# Super Bowl ribs



## rede2learn (Feb 2, 2007)

We are planning on having wings and ribs this weekend for the super bowl.  My question is....what is the best way to cook a large quantity of ribs?  Meaning 5-10 racks.  It is too much to fit on my friends webber grill.  He does have a multi-level smoker that we thought of using.  
Should we start in the oven to get them going nice and slow and then transmit to the smoker or grill?  Can you stand them on end to make more fit in the smoker?
Any tips would be appreciated.
Thanks,

Tim


----------



## mugsy27 (Feb 2, 2007)

i always par-boil mine in beef broth for about an hour and then finish on the grill.


----------



## Uncle Bob (Feb 2, 2007)

Redetolearn..

Check out the threads My First Smoking Experience and also My Second Smoking Experience There are some great ideas/tips there.

My opinion would be that many ribs on a large Weber would be to crowded!
2 or 3 slabs might work....Ribs do not need to be crowded..Air/heat/smoke need to be able to move freely.


----------



## Uncle Bob (Feb 2, 2007)

{{{{{{{{{Kitchenelf}}}}}}}}}

Thanks!!!

Happy Now Am I....


----------



## jminion (Feb 2, 2007)

Rib racks will let you do 8 racks at once or you can roll the ribs (ribs touch end to end of the rack) stand as many rolled as you can and lay ribs flat on top of the rolled racks.
Jim


----------



## Candocook (Feb 3, 2007)

Par boiling just sucks all the "life" (called meat juice) out of ribs. Wrap in foil and bake at 300* for 2 hours.

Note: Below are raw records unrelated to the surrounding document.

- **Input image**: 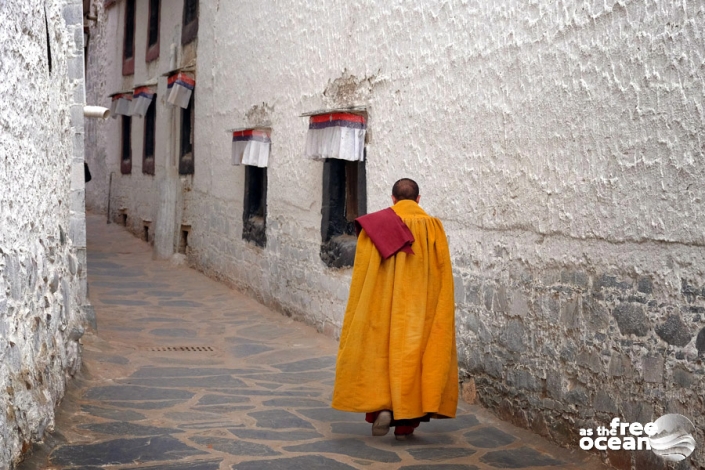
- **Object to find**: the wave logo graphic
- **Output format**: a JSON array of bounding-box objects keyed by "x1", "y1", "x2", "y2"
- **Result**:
[{"x1": 649, "y1": 414, "x2": 695, "y2": 462}]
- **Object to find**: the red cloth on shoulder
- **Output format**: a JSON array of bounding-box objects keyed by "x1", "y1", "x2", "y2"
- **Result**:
[{"x1": 355, "y1": 207, "x2": 414, "y2": 259}]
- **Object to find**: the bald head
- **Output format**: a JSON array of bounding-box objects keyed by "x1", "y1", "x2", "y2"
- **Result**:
[{"x1": 392, "y1": 178, "x2": 420, "y2": 204}]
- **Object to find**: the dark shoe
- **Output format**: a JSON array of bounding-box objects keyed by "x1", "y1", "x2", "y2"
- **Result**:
[
  {"x1": 394, "y1": 426, "x2": 416, "y2": 441},
  {"x1": 372, "y1": 410, "x2": 392, "y2": 436}
]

Then cut into 3-4 rib portions, slather with sauce and crisp on the grill.
Or put in one layer on baking sheets with sauce and roast at 400* until crisp and brown and crunchy.


----------



## DampCharcoal (Feb 3, 2007)

I have a TNT method that works well but it sounds kinda funky. Remove the membrane from the bone side of the ribs and slather both sides with yellow mustard and brown sugar. Wrap in aluminum foil and bake at 325 for about two hours. Wipe the mustard residue from the ribs and finish on the grill, if you so choose. There's something in the mustard that makes the meat fall off the bone but does not contribute a mustard flavor. 

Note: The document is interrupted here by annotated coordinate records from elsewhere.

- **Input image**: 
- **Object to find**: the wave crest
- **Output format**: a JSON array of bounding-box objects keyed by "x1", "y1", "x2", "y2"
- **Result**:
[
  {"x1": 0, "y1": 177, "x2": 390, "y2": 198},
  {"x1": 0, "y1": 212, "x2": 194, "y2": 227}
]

I know, it's cheating in the worst way but somtimes you just gotta do what you gotta do.


----------



## jminion (Feb 3, 2007)

Mustard will glue the rub but there is not enough vinegar or time to make ribs fall off the bone, that is done by your cooking in foil at 325 for about two hours. They would fall off the bone without the mustard.

Jim


----------



## DampCharcoal (Feb 3, 2007)

jminion, if what you say is true, I need to have a discussion with my cousin as to why I'm smearing my ribs with mustard.


----------



## Candocook (Feb 3, 2007)

I agree--have the discussion with your cousin--but jminion is correct. It's the time and temp that is doing it.  ;O)


----------



## PytnPlace (Feb 3, 2007)

I put a rub on my ribs and wrap them with a couple layers of foil.  I let the rub soak in several hours or overnight and then I bake at 300 for a couple hours then unwrap and finish on the grill.  They are fall apart tender, not at all mushy and the grill crisps them up.  We add BBQ sauce to the ribs when they are grilling.    I think if you are cooking ribs for a crowd it's great to prebake them.  They don't need but a few minutes on the grill so after the first few slabs have their chance to crisp up and glisten pull them off give the other ribs a turn on the grill.


----------



## rede2learn (Feb 5, 2007)

*Thanks*

Well we tried to cook 4 racks in the smoker.  It was blowing about 20-30 mph here in VA yesterday and we couldn't keep the temp even above 200 degrees.  So after a four hours of trying to deal with that we put the ribs in the over wrapped in foil for a couple of hours at 275 and then put sauce on them near the end.  Turned out pretty good under the circumstances.  

Thanks again for all the help.


----------